The BigQuery documentation doesn't do a good job of explaining the complexity of window functions that the tool supports because it doesn't specify what expressions can appear after ROWS or RANGE. It actually supports the SQL 2003 standard for window functions, which you can find documented other places on the web, such as here.
That means you can get the effect you want with a single window function. The range is 27 because it's how many rows before the current one to include in the sum.
SELECT spend,
SUM(spend) OVER (PARTITION BY user ORDER BY date ROWS BETWEEN 27 PRECEDING AND CURRENT ROW),
user,
date
FROM user_spend;
A RANGE bound can also be extremely useful. If your table was missing dates for some user, then 27 PRECEDING rows would go back more than 27 days, but RANGE will produce a window based on the date values themselves. In the following query, the date field is a BigQuery TIMESTAMP and the range is specified in microseconds. I'd advise that whenever you do date math like this in BigQuery, you test it thoroughly to make sure it's giving you the expected answer.
SELECT spend,
SUM(spend) OVER (PARTITION BY user ORDER BY date RANGE BETWEEN 27 * 24 * 60 * 60 * 1000000 PRECEDING AND CURRENT ROW),
user,
date
FROM user_spend;
Bigquery: How to get a rolling time range in a window clause.....
This is an old post, but I spend a long time searching for a solution, and this post came up so maybe this will help someone.
IF your partition of your window clause does not have a record for every day, you need to use the RANGE clause to accurately get a rolling time range, (ROWS would search the number records, which would to go too far back since you don't have a record for every day in your PARTITION BY). The problem is that in Bigquery RANGE clause does not support Dates.

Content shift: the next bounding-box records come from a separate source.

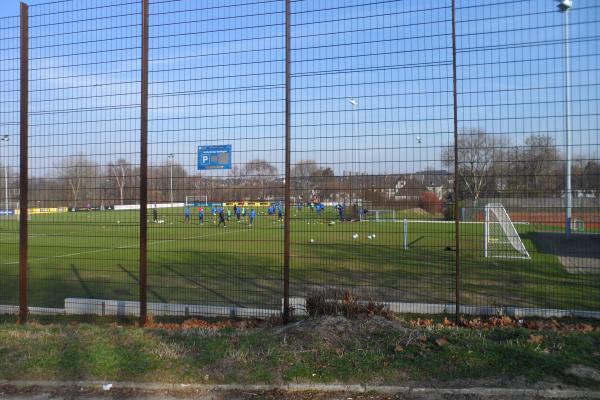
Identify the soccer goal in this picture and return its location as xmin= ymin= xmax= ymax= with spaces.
xmin=483 ymin=203 xmax=530 ymax=259
xmin=185 ymin=195 xmax=208 ymax=206
xmin=360 ymin=210 xmax=397 ymax=222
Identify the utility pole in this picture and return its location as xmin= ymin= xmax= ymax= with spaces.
xmin=0 ymin=135 xmax=10 ymax=215
xmin=558 ymin=0 xmax=573 ymax=239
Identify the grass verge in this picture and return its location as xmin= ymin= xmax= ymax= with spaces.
xmin=0 ymin=316 xmax=600 ymax=388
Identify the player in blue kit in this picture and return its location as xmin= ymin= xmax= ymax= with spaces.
xmin=198 ymin=207 xmax=204 ymax=225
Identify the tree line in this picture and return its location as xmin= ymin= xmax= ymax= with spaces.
xmin=0 ymin=129 xmax=600 ymax=208
xmin=442 ymin=129 xmax=600 ymax=200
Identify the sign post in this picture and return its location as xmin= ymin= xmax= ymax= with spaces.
xmin=198 ymin=144 xmax=231 ymax=171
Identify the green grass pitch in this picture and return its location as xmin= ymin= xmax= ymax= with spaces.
xmin=0 ymin=208 xmax=600 ymax=310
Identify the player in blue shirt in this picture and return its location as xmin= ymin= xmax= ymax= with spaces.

From BigQuery's documentation:
numeric_expression must have numeric type. DATE and TIMESTAMP are not currently supported. In addition, the numeric_expression must be a constant, non-negative integer or a parameter.
The workaround I found was to use the UNIX_DATE(date_expression) in the ORDER BY clause along with a RANGE clause:
SUM(value) OVER (PARTITION BY Column1 ORDER BY UNIX_DATE(Date) RANGE BETWEEN 5 PRECEDING AND CURRENT ROW
Here is an alternate take that I found to be flexible and effective:
WITH users AS
(SELECT 'Isabella' as user, 1 as spend, DATE(2020, 03, 28) as date
UNION ALL SELECT 'Isabella', 2, DATE(2020, 03, 29)

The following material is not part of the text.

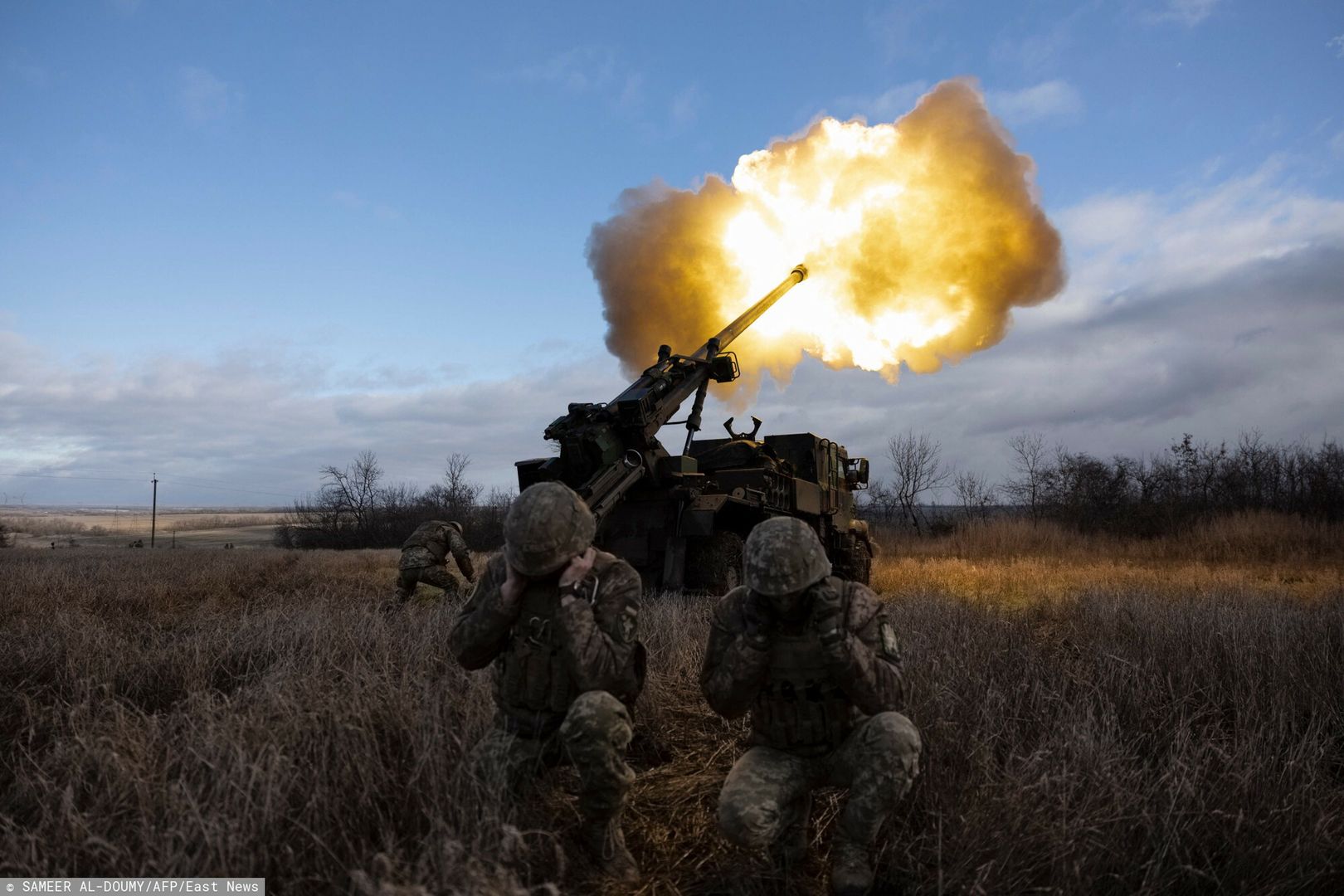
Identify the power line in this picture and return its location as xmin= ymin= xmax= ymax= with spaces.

UNION ALL SELECT 'Daniel', 3, DATE(2020, 03, 24)
UNION ALL SELECT 'Andrew', 4, DATE(2020, 03, 23)
UNION ALL SELECT 'Daniel', 5, DATE(2020, 03, 11)
UNION ALL SELECT 'Jose', 6, DATE(2020, 03, 17))
SELECT
user,
max(sum(case date_diff(date(2020,04,15), date, day) between 0 and 28
when true then spend else 0 end)) over(partition by user) as spend_28_day_sum
FROM users
group by user
+------------------------------+
| user | spend_28_day_sum |
+------------------------------+
| Andrew | 4 |
| Daniel | 3 |
| Isabella | 3 |
| Jose | 0 |
+------------------------------+
You could change the specified date for the "window function" to current_date() or cross join with a generated date array to see how users change over time.

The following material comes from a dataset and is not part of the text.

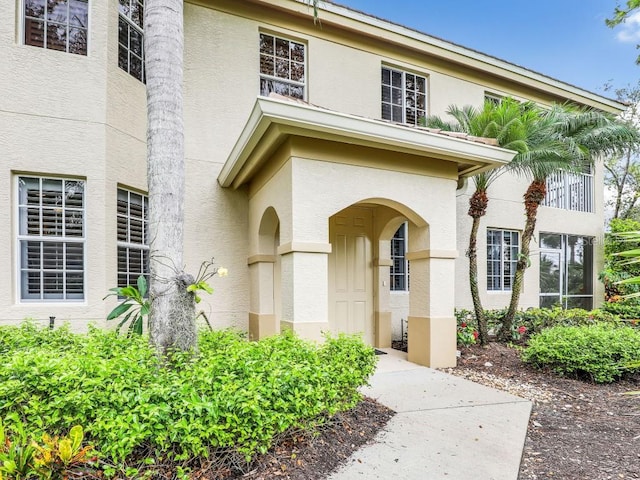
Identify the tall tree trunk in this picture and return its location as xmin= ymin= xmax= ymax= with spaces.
xmin=467 ymin=190 xmax=489 ymax=345
xmin=500 ymin=180 xmax=547 ymax=341
xmin=144 ymin=0 xmax=197 ymax=354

I found a clean and elegant way to do this, even if you have missing data in the last days.
SELECT spend,
SUM(spend) OVER (PARTITION BY user ORDER BY UNIX_DATE(date) RANGE BETWEEN 27 PRECEDING AND CURRENT ROW),
user,
date
FROM user_spend;
The UNIX_DATE() returns the number of days since 1970-01-01, so we can easily compute how many days back to go by using it combined with the RANGE() function.